L’influence de l’offre et de la demande peut se faire sentir sous des formes qui, au premier abord, paraissent bizarres. La houille de Blanzy arrive à Nantes faire concurrence aux charbons anglais. Cette houille est grevée des frais d’un transport énorme effectué par bateaux. Pour être transportée du lieu de production jusqu’à Nantes, elle passe par Tours. Or, le prix est le même à Tours qu’à Nantes; il a même, à une certaine époque, été plus élevé à Tours. La raison en est simple : c’est que le prix de la houille, dans la basse Loire, a pour régulateur le prix des charbons anglais, et que les charbons anglais sont plus chers à Tours qu’à Nantes.

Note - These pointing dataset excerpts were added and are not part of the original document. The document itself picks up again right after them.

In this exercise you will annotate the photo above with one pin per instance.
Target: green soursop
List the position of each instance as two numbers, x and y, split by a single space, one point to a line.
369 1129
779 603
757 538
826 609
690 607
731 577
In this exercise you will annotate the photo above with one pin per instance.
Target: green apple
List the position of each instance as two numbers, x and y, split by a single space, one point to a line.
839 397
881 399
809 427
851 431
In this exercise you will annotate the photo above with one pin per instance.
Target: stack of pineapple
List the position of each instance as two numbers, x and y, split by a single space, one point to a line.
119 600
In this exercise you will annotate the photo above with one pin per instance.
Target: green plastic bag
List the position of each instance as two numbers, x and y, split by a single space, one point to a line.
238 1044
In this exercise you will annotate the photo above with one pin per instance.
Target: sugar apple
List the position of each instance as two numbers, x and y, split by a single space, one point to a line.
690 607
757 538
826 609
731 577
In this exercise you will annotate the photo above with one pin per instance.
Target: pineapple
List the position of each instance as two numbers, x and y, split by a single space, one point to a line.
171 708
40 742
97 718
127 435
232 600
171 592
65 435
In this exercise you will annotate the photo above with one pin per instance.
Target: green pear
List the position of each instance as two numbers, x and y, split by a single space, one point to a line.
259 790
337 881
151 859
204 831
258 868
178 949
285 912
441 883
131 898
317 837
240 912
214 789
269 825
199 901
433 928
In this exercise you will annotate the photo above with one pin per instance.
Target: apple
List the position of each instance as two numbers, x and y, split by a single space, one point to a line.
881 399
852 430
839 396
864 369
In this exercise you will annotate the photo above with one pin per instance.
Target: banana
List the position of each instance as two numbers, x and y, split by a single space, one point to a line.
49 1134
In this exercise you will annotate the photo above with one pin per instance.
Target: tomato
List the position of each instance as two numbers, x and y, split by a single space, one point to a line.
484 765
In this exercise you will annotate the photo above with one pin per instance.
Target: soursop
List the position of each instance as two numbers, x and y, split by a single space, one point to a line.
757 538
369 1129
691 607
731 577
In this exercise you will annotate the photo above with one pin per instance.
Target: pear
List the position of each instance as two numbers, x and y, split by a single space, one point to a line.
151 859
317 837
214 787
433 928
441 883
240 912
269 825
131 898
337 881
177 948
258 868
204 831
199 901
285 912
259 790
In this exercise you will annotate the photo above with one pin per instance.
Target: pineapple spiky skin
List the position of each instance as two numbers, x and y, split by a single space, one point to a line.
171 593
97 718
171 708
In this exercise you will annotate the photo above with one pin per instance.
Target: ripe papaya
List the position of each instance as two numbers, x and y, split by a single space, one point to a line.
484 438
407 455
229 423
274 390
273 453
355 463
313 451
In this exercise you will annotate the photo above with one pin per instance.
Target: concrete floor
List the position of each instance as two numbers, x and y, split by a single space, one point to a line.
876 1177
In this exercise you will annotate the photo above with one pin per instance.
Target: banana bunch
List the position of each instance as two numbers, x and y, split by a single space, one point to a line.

Personne ne songe à se plaindre de cette anomalie parce qu’il s’agit d’une industrie libre. Mais dès que ce même fait se produit dans un tarif de chemin de fer, il soulève des tempêtes de réclamations. On s’indigne que le prix soit le même de Bordeaux à Redon que d’Angoulême à Redon, bien que la marchandise parcoure 132 kilomètres de plus pour le premier trajet, sans prendre en considération que les prix de transport par chemin de fer entre Bordeaux et Redon sont limités par la concurrence du cabotage, et qu’il n’en est pas de même entre Angoulême et Redon. Si on suivait les habitudes anglaises, le transport d’Angoulême à Redon coûterait plus cher que de Bordeaux à Redon, à cause de la concurrence du cabotage.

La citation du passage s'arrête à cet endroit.